La commission, qui avait un mandat d'enquête plutôt que d'évaluation environnementale, constate que «les études réalisées par le promoteur n'ont pas permis de statuer avec assurance sur certains aspects de son mandat en raison de plusieurs lacunes». Et ces «lacunes» portent sur des sujets importants comme la «caractérisation des dépôts meubles, des eaux souterraines, des eaux d'exhaure et des résidus miniers». Une première audience, tenue il y a deux ans, avait porté exclusivement sur les problèmes de la mine, reliés à la radioactivité.

«Pour pallier cela, note le commissaire Joseph Zayed, le promoteur a pris de nombreux engagements, y compris, entre autres la réalisation d'études plus approfondies en cas d'obtention du certificat d'autorisation. Dans une perspective de développement durable et au nom du principe de prévention, la commission trouve cette approche inappropriée puisque de telles études se feraient après avoir reçu un éventuel certificat et sans avoir eu suffisamment de garanties quant aux respect des engagements de Niocan. Il importerait donc d'obtenir de telles garanties et d'exercer éventuellement un suivi transparent et très serré pour éviter que le projet ne se réalise au détriment des usages actuels», conclut la commission en donnant un feu vert circonstancié au projet.

La commission a opté pour ce feu vert conditionnel après avoir fait plusieurs constats frappants.

Elle a ainsi constaté que le pompage des eaux souterraines par Niocan «entraînerait inévitablement le rabattement de la nappe profonde» dans un rayon d'environ 1,7 km. Même si cette situation risque d'avoir un impact sur la quantité et la qualité des eaux disponibles aux puits locaux, la commission ne propose pas d'imposer un plancher aux opérations de pompage de la nouvelle venue industrielle, qui aurait alors à composer avec Dame Nature tout comme les agriculteurs, mais en respectant leurs besoins prioritaires. Une autorisation gouvernementale aurait au contraire pour effet de lui accorder la priorité dans l'usage des eaux souterraines.

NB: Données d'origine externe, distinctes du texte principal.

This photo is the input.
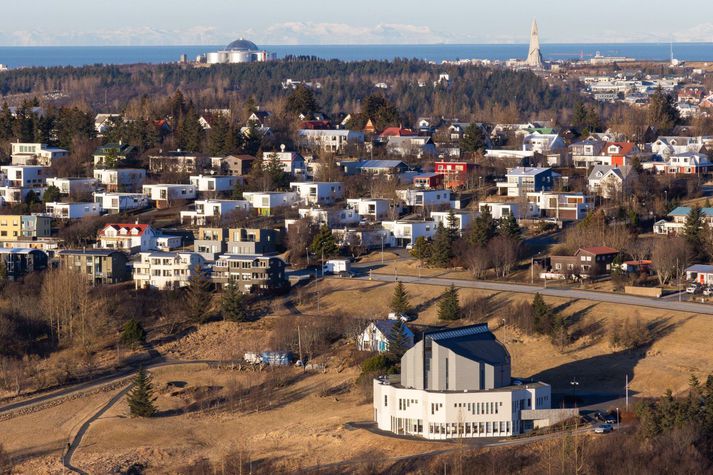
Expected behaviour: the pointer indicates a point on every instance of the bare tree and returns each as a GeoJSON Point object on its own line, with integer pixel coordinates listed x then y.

Ces opérations de pompage pourraient en outre influer sur le débit du ruisseau Rousse, qui se déverse du côté du parc provincial d'Oka, ce qui pourrait aussi «avoir des répercussions sur l'utilisation de ces eaux à des fins agricoles». Globalement, estime la commission, les activités de traitement du niobium, un métal qui permet d'améliorer l'élasticité et la résistance de l'acier à la corrosion, pourraient imprimer des changements tels dans la nappe souterraine qu'ils «empêcheraient l'utilisation de la nappe profonde à des fins domestiques et d'irrigation des cultures et pourraient, par endroits, compromettre l'utilisation de la nappe phréatique à des fins domestiques et serricoles».

Néanmoins, l'entreposage de résidus miniers «ne devrait pas entraîner de risque de contamination significative» des eaux souterraines. Quant aux eaux d'exhaure, ajoute le commissaire Zayed, elles devraient être davantage traitées afin de donner une marge de sécurité supplémentaire au milieu récepteur.

Le projet Niocan ne jouit pas d'une large acceptabilité dans la région d'Oka. Son territoire fait l'objet de revendications territoriales et plusieurs préfèrent orienter cette région vers l'agrotourisme plutôt que du côté industriel, note le rapport.